# Merging Cost_PPH and SEIFA Datasets


In [18]:
# importing the required libraries
import pandas as pd

# Loading the preprocessed cost and pph dataset files 
seifa_phn_df =  pd.read_csv('../Data/preprocessed-data/seifa_phn.csv')
cost_pph_df = pd.read_csv('../Data/preprocessed-data/merged_cost_pph.csv')

In [19]:
# Prechecks on the datasets before merging

# Clean and check columns
for df_name, df in [('Cost_PPH', cost_pph_df), ('SEIFA', seifa_phn_df)]:
    assert 'PHN_Code' in df.columns, f"PHN_Code missing in {df_name}"
    df['PHN_Code'] = df['PHN_Code'].astype(str).str.strip()
    print(f"NaN PHN in {df_name}:", df['PHN_Code'].isna().sum())
    print(f"Duplicate PHN in {df_name}:", df['PHN_Code'].duplicated().sum())

# Check PHN overlap
cost_phns  = set(cost_pph_df['PHN_Code'])
seifa_phns = set(seifa_phn_df['PHN_Code'])

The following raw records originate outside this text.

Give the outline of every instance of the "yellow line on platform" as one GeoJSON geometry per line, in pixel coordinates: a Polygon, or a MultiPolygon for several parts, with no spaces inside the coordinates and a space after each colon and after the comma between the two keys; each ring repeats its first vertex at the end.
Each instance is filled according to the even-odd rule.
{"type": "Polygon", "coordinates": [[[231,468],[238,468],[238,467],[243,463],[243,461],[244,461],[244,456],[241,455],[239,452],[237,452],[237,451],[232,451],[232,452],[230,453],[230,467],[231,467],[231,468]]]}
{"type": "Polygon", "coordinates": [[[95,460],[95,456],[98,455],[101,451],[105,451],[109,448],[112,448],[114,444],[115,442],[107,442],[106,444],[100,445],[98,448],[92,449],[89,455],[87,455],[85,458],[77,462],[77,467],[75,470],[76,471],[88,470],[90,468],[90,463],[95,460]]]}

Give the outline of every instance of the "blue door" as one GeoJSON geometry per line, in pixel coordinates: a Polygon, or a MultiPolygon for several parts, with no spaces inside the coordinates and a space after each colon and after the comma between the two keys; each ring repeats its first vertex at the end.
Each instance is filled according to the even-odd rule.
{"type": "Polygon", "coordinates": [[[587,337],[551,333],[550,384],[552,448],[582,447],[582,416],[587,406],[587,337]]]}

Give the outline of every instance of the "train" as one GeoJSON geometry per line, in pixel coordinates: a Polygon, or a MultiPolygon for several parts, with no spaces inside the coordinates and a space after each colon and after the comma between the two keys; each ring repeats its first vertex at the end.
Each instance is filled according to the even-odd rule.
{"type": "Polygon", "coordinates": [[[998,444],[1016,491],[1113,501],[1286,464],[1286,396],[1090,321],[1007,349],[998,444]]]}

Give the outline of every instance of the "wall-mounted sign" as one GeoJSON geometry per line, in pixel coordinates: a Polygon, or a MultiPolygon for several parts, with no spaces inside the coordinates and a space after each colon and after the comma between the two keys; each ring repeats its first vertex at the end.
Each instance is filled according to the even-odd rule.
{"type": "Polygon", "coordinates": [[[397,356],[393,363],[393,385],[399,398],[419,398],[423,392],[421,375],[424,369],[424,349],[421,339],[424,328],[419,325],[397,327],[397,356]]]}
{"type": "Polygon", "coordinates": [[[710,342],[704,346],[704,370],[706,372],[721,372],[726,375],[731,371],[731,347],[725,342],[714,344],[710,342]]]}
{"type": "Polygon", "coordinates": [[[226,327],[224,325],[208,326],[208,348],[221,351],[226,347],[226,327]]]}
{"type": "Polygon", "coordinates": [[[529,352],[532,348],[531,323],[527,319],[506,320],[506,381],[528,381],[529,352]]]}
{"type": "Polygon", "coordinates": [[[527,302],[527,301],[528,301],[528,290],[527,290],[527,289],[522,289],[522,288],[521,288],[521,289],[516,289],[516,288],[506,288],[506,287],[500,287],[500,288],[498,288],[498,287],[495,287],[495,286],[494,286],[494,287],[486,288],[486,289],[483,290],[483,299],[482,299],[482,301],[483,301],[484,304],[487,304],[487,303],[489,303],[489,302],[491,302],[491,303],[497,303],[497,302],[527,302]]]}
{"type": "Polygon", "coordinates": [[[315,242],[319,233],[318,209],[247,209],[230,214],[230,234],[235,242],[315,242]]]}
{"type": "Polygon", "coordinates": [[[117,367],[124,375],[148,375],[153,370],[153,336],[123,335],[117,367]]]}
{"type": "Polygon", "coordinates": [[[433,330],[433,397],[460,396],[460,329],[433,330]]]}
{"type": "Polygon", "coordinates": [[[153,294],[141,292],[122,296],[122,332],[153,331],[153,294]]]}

print("PHNs in baseline not in SEIFA:", sorted(cost_phns - seifa_phns))
print("PHNs in SEIFA not in baseline:", sorted(seifa_phns - cost_phns))


NaN PHN in Cost_PPH: 0
Duplicate PHN in Cost_PPH: 0
NaN PHN in SEIFA: 0
Duplicate PHN in SEIFA: 0
PHNs in baseline not in SEIFA: []
PHNs in SEIFA not in baseline: ['PHN205']


In [20]:
# Exclude PHN205 to keep consistency with state-based cost measure
n_before = len(seifa_phn_df)
seifa_phn_agg = seifa_phn_df[seifa_phn_df['PHN_Code'] != 'PHN205'].copy()
print(f"Dropped PHN205 from SEIFA table: {n_before - len(seifa_phn_agg)} row removed")


Dropped PHN205 from SEIFA table: 1 row removed


### Cross‑border PHN handling.
The SEIFA dataset includes PHN205 (VIC/NSW cross‑border). Our cost measure is state‑level (one value per state), so a single cost per person cannot be assigned to a cross‑border PHN without additional population share weighting. To maintain internal consistency and avoid introducing a partially imputed value, PHN205 was excluded from the analysis. This decision affects only one PHN and does not change conclusions at the national level.

In [21]:
# Merging two datasets
final_cost_pph_seifa_df = cost_pph_df.merge(seifa_phn_agg[['PHN_Code','SEIFA_IRSD_Score','IRSD_Decile_Mean']],
                                             on='PHN_Code', how='inner'
                                             )

final_cost_pph_seifa_df.head()

Unnamed: 0,PHN_Code,PHN_Name,State,PPH_rate_per_100k,Cost_per_person,SEIFA_IRSD_Score,IRSD_Decile_Mean
0,PHN101,Central and Eastern Sydney,NSW,1688.577,111.426,1033.035,6.871
1,PHN102,Northern Sydney,NSW,1795.76,111.426,1085.809,9.188
2,PHN103,Western Sydney,NSW,1616.84,111.426,997.145,5.857
3,PHN104,Nepean Blue Mountains,NSW,1695.08,111.426,1005.928,5.719
4,PHN105,South Western Sydney,NSW,1639.889,111.426,931.202,4.225


In [None]:
# Saving  Final data frame into a csv file
final_cost_pph_seifa_df.to_csv('../Data/preprocessed-data/final_cost_pph_seifa_dataset.csv', index=False)

: